You can also use this method with black-and-white manga as your training dataset.
As long as the tags are properly applied, it works just fine.
You can manually erase unwanted elements like text, speech bubbles, panel borders, or any distracting lines—this helps reduce visual noise in the dataset.
That said, if you have any colored images available, be sure to include them too.
That way, the model can learn the correct color mappings from the color images, and apply them to the grayscale ones.
Otherwise, the AI will try to guess color information based on its own understanding—and it’ll just end up picking something random based on the style.

When training on black-and-white manga, tagging is absolutely essential.
At a minimum, make sure you include:
“greyscale,” “monochrome,” “comic,” “halftone,” etc.—these tags tell the AI what kind of image it’s looking at.
When using an auto-tagging tool, try adjusting the confidence threshold to 0.1—this helps detect lower-confidence visual elements that might still be important.
Also, manga-specific drawing techniques—like "halftone""speech bubble",—should be explicitly tagged if possible.
You can use the Danbooru tag index to look up the correct vocabulary for these features.
Even for things like hair and eye color in B&W manga, it’s totally okay to use normal tags like “brown hair” or “brown eyes.”
As long as the image is also tagged with “greyscale” or “comic,” then more advanced community-trained checkpoints will be able to account for that and avoid misinterpreting the color info.

And if you find that your results still aren’t coming out right, you can always tweak things using positive/negative prompt tokens, regenerate some images, and retrain using those images.
Next, let’s talk about how many images you actually need in the training set when using this method.
In single-character LoRAs, it's ok to make the dataset as diverse and rich as possible, since you can always fix minor issues during image generation.
But for 2boys LoRAs, it’s a different story.
You really need to carefully filter out the best-quality images—skip the blurry ones—and put both your original source material and any AI-generated images you plan to reuse in the same folder.
If you want the LoRA to lean more toward the original art style, you can increase the ratio of raw, unmodified source images.
And don’t worry about file names—even if you duplicate the best images and their corresponding .txt tag files, your OS (like Windows11) will auto-rename the duplicates, and LoRA training tools support UTF-8 filenames just fine.

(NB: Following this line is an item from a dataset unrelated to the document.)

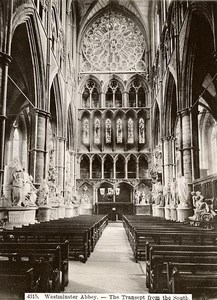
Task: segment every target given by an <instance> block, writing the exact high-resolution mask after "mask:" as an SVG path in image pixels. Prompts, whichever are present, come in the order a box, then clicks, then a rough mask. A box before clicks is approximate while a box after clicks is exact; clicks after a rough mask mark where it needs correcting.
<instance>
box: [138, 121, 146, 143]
mask: <svg viewBox="0 0 217 300" xmlns="http://www.w3.org/2000/svg"><path fill="white" fill-rule="evenodd" d="M139 143H140V144H144V143H145V122H144V119H143V118H140V119H139Z"/></svg>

You don’t need to rename everything into English.
Now, let’s talk about image types.
Close-up images almost always look better than full-body ones.

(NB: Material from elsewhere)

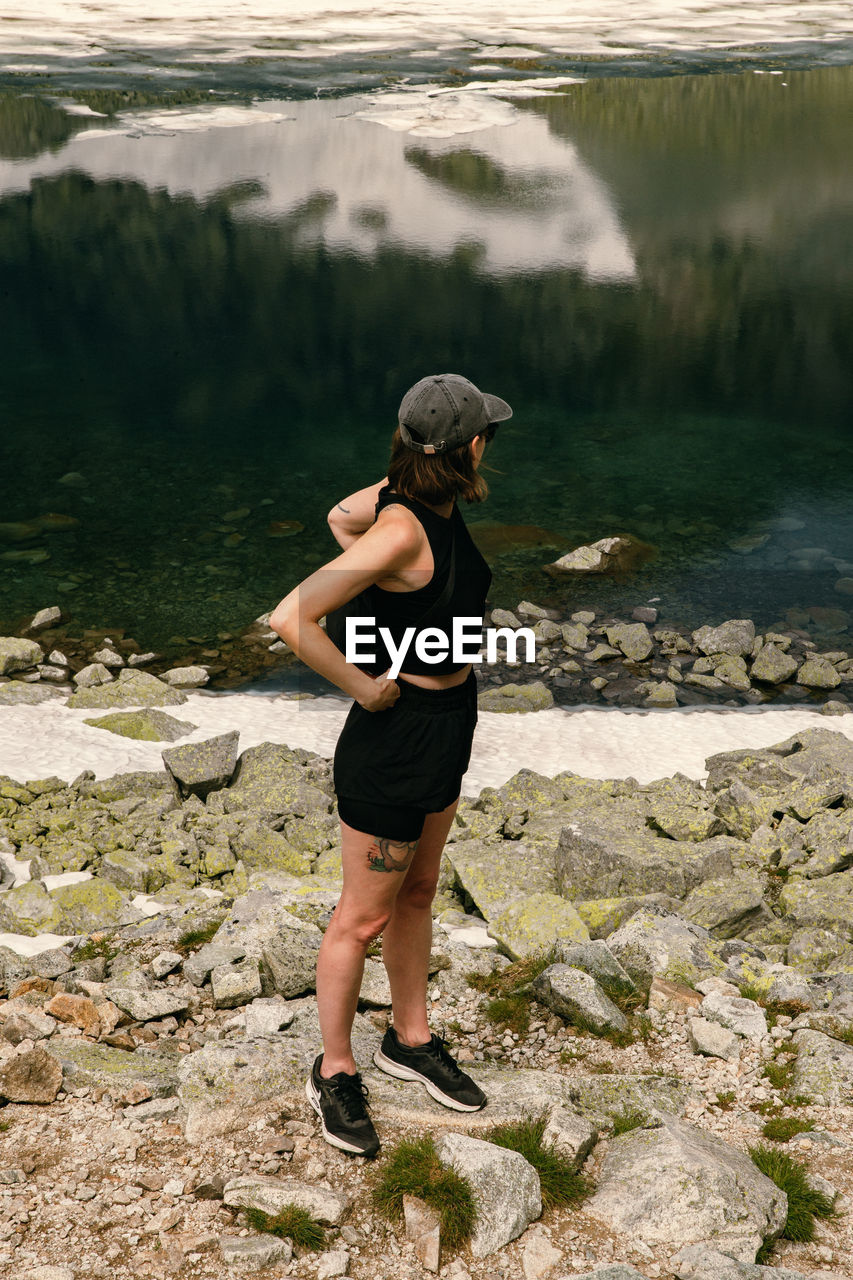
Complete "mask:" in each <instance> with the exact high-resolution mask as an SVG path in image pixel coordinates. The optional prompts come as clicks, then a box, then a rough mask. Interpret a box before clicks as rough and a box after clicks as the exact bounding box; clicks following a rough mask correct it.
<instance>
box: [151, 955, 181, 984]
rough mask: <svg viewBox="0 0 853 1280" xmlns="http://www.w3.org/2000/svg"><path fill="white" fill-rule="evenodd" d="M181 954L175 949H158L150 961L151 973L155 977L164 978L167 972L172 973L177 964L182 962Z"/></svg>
mask: <svg viewBox="0 0 853 1280" xmlns="http://www.w3.org/2000/svg"><path fill="white" fill-rule="evenodd" d="M182 961H183V956H182V955H179V952H177V951H160V952H159V954H158V955H155V957H154V960H152V961H151V965H150V968H151V973H152V974H154V977H155V978H158V979H160V978H165V975H167V974H168V973H173V972H174V970H175V969H177V968H178V965H179V964H182Z"/></svg>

That’s just how AI generation works—detail quality falls off fast at long distances.
Even tools like adetailer may struggle to recover facial features at full-body scale.

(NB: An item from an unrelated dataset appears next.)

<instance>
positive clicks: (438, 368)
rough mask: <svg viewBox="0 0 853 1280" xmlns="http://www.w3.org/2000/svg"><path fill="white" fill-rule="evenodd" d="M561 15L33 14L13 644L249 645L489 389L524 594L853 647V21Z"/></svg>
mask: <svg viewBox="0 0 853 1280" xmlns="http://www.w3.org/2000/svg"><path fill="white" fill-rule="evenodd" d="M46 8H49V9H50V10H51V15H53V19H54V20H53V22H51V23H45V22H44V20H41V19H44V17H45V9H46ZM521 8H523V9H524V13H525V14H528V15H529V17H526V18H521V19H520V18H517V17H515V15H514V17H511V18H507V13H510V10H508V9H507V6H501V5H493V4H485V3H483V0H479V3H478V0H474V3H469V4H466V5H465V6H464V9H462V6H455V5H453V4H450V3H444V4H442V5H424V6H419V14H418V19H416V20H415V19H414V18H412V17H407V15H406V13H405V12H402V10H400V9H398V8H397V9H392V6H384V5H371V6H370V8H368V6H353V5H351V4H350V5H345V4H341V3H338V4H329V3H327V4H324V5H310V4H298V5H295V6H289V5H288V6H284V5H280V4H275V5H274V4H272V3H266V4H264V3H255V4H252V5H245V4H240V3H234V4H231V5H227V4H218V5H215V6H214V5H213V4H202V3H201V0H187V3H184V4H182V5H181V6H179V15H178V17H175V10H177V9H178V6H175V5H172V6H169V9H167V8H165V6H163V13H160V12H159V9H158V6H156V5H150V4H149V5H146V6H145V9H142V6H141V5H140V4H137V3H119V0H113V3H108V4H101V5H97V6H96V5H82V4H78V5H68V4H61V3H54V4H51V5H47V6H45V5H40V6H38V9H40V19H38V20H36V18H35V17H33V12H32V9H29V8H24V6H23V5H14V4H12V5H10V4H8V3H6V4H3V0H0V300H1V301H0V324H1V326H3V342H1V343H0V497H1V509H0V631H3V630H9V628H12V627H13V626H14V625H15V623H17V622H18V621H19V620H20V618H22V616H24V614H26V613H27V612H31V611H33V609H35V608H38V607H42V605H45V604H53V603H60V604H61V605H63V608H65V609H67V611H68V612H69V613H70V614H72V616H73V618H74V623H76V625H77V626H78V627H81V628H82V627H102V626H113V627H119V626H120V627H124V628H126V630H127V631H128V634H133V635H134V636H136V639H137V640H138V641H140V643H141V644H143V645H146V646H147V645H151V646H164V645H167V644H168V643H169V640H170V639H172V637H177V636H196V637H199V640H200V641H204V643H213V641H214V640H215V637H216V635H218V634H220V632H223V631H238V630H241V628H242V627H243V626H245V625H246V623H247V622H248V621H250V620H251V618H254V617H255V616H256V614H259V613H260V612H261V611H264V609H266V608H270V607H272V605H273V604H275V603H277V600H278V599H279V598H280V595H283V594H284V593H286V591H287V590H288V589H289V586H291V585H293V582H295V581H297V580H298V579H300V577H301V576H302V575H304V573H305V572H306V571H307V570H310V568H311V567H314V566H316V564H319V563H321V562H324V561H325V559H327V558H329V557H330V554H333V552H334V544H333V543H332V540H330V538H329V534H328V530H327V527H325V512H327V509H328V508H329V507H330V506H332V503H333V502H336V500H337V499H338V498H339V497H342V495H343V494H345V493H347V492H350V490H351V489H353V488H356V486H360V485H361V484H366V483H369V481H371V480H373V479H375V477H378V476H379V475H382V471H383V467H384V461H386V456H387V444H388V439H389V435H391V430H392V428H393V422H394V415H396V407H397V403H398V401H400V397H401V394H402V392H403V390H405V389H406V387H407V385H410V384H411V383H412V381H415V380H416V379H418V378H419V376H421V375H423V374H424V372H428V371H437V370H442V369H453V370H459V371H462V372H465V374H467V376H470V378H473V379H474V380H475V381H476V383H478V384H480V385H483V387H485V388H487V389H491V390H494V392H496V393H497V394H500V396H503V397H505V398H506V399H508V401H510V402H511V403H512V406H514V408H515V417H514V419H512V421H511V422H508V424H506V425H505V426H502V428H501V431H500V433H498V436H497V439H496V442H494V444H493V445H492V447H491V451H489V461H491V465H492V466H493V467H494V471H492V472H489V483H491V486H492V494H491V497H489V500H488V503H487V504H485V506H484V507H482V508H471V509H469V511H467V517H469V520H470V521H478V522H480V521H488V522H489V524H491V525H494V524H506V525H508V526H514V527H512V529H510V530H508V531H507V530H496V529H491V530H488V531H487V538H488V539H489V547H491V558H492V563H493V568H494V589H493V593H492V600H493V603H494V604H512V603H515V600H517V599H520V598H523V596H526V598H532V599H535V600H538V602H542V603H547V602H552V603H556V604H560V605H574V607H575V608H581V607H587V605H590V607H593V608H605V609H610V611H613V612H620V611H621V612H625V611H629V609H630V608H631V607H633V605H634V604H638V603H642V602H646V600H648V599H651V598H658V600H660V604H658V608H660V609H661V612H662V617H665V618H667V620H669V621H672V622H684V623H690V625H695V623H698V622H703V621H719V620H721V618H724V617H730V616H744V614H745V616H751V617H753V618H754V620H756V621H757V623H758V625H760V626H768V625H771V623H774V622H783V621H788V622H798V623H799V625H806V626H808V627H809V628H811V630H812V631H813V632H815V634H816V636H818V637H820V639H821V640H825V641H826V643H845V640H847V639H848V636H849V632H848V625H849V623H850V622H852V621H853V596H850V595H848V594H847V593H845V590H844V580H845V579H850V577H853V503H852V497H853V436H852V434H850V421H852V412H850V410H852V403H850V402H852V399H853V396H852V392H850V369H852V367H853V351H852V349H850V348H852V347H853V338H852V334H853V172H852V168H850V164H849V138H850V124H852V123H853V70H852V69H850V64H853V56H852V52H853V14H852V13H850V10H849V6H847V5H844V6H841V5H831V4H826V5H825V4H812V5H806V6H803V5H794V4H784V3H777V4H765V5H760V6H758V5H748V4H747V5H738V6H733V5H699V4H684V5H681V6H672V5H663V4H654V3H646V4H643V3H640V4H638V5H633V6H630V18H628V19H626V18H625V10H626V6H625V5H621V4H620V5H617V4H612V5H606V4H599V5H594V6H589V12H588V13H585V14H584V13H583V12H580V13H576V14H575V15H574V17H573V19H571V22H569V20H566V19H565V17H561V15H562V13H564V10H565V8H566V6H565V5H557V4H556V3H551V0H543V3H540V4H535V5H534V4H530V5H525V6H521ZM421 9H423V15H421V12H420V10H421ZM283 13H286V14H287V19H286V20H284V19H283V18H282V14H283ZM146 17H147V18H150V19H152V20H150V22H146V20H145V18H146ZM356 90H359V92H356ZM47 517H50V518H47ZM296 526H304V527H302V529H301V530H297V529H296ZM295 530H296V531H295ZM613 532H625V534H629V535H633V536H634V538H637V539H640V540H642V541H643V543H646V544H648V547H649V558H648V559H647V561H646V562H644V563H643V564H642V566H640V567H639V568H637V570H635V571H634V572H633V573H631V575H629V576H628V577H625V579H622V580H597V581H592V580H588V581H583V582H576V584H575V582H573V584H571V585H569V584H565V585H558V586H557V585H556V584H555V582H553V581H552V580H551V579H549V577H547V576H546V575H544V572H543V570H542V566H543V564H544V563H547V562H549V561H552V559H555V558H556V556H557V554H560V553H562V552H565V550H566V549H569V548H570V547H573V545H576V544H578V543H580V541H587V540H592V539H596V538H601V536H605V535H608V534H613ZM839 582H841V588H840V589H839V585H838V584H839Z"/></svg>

However, full-body images are crucial for teaching the AI correct proportions.
So here’s a trick I discovered: when generating full-body samples, you can deliberately suppress certain features to prevent the AI from learning bad versions of them.
For example:
Use prompt tokens like “closed eyes,” “faceless,” or even “bald” to make the AI leave out those features entirely.
That way, you get a clean full-body reference without noisy detail on the face or hair.
Don’t worry—hair or eyes features will still be learned from other images in your set.
And because you explicitly tagged those “blank” images as “faceless” etc., they won’t bleed into the generation unless you use those tags later.

But, if your setup can generate proper full-body detail using hires.fix or adetailer, don’t bother with the faceless trick.
In my testing, 99% of the time the AI respects the faceless tag, but there’s always that one weird generation where you get something uncanny. It can be spooky.
The same logic applies to hands and feet—you can use poses, gloves, socks, or out of frame to suppress poorly drawn hands, or even generate dedicated hand references separately.
The key point here is: this trick isn’t about increasing generation quality—it’s about making sure the AI doesn’t learn bad patterns from messy source data.
If you’ve ever used character LoRAs that produce blurry or distorted hands, this is one of the reasons.
Yes, some of it comes from checkpoint randomness—but more often it’s because anime source material barely bothers drawing hands, and the LoRA ended up overfitting on lazy animation frames.